Não importa que a maioria dos países tenha adoptado a prática do aborto como normal e corriqueira; em muitos estados dos EUA isso só aconteceu porque foram sendo abertos precedentes jurídicos nos tribunais, foi uma falha do sistema judicial e não o resultado de uma votação. Mas mesmo que fosse e mesmo que a maioria do mundo pregue o aborto nós sabemos que no passado práticas criminosas foram adoptadas como vulgares pelas sociedades ditas civilizadas, sabemos também que um dia o aborto entre outras coisas será visto como um terrível crime que só podia ser levado a cabo por selvagens portadores de uma consciência primitiva, a menos que o mundo futuro seja um mundo de trevas e sofrimento; a legalização ou despenalização do aborto não é um progresso é um retrocesso. Ora nós temos essa possibilidade de dizer que Portugal enquanto Estado soberano não compactuou com essa barbaridade levada a cabo por tantos povos ditos civilizados.
Para aqueles que acreditam que é razão legítima e suficiente que o ser em formação no ventre da mãe seja uma inconsequência e que em nome do conforto deve ser eliminada essa vida, para esses eu não tenho argumentos pois não existem argumentos para quem vive nesse estado de consciência.
Mesmo que sejamos uma minoria no mundo ou no país sabemos que a verdade da vida e do amor ao próximo está connosco.
Por favor não acreditem que pode haver uma posição de neutralidade ou desresponsabilização, que se pode amar a vida e aceitar que o seu extermínio seja prática natural; neste caso só existem duas posições a favor da vida ou contra a vida.

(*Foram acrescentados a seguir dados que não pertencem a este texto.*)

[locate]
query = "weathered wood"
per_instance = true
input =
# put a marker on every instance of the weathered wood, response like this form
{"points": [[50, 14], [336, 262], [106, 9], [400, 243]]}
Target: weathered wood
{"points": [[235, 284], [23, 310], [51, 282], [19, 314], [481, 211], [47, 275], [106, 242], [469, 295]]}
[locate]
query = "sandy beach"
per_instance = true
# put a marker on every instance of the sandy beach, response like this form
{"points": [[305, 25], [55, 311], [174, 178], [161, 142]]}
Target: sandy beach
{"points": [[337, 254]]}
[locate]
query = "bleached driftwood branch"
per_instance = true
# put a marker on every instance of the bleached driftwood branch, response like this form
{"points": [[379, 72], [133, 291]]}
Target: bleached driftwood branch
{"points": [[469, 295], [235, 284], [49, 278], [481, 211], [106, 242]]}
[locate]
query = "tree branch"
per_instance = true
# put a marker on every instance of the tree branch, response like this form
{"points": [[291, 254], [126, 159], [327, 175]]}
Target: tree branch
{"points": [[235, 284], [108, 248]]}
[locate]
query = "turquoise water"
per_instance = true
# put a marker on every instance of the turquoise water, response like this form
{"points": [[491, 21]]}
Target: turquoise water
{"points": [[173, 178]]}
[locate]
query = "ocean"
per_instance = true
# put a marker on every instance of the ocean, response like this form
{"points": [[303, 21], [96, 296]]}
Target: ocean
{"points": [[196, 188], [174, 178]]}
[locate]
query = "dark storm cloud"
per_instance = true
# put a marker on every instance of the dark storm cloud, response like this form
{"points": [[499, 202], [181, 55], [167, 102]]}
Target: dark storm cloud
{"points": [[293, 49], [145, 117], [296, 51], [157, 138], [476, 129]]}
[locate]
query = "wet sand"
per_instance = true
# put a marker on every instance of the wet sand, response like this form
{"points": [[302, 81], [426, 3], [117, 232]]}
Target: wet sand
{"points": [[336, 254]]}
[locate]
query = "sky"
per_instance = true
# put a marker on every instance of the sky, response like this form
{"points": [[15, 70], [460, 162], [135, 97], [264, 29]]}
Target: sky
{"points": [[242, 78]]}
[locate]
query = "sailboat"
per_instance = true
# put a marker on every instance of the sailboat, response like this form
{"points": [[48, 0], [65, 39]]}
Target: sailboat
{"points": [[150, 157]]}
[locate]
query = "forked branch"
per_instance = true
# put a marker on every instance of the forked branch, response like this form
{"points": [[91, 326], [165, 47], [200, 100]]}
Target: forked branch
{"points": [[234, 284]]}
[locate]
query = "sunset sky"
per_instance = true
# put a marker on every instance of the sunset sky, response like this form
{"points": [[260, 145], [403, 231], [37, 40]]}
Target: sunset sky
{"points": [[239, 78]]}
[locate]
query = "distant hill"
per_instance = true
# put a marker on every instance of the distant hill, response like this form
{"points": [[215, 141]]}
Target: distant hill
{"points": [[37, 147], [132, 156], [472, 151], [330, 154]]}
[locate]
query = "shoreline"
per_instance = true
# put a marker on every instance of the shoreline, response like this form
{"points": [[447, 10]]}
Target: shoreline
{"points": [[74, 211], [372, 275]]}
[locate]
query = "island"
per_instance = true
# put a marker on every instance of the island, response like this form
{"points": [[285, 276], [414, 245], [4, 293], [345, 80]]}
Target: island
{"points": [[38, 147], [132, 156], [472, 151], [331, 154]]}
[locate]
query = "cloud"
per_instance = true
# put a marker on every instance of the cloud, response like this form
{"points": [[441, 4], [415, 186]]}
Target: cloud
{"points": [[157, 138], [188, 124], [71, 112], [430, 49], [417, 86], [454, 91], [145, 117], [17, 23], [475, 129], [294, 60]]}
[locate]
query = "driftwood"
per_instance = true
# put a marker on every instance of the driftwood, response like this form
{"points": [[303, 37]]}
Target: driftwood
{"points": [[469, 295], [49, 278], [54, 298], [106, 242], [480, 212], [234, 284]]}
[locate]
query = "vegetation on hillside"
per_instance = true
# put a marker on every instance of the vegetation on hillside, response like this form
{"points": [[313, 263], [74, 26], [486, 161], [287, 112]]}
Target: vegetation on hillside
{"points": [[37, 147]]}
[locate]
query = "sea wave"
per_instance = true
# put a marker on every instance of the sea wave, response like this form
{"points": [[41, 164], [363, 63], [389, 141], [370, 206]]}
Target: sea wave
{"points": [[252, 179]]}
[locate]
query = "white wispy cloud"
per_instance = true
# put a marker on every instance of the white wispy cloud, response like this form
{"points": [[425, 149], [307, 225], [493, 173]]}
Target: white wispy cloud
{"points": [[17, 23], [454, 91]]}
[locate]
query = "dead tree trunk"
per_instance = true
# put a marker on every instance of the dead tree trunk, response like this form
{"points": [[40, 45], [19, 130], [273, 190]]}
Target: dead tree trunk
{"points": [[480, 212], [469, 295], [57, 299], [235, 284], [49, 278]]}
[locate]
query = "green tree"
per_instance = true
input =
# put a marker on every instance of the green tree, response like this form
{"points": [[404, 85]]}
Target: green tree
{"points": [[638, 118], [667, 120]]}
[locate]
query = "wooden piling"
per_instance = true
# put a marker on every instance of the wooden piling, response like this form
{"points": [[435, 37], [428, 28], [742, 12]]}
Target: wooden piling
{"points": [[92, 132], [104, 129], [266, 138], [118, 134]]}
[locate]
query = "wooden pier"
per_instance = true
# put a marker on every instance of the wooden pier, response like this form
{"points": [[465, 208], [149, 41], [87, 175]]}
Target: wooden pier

“Todo ser teme a dor, todo o ser ama a vida. Pondera cada ser a partir de ti -e não atormentes nenhum ser, a nenhum ser dês a morte!” -Buda


“I notice that everybody who is Pro-Abortion already has been born.” –Ronald Reagan

Publicado por João Vasco às November 13, 2006 07:33 PM

Comentários

apoio tudo o que for pelo direito à VIDA.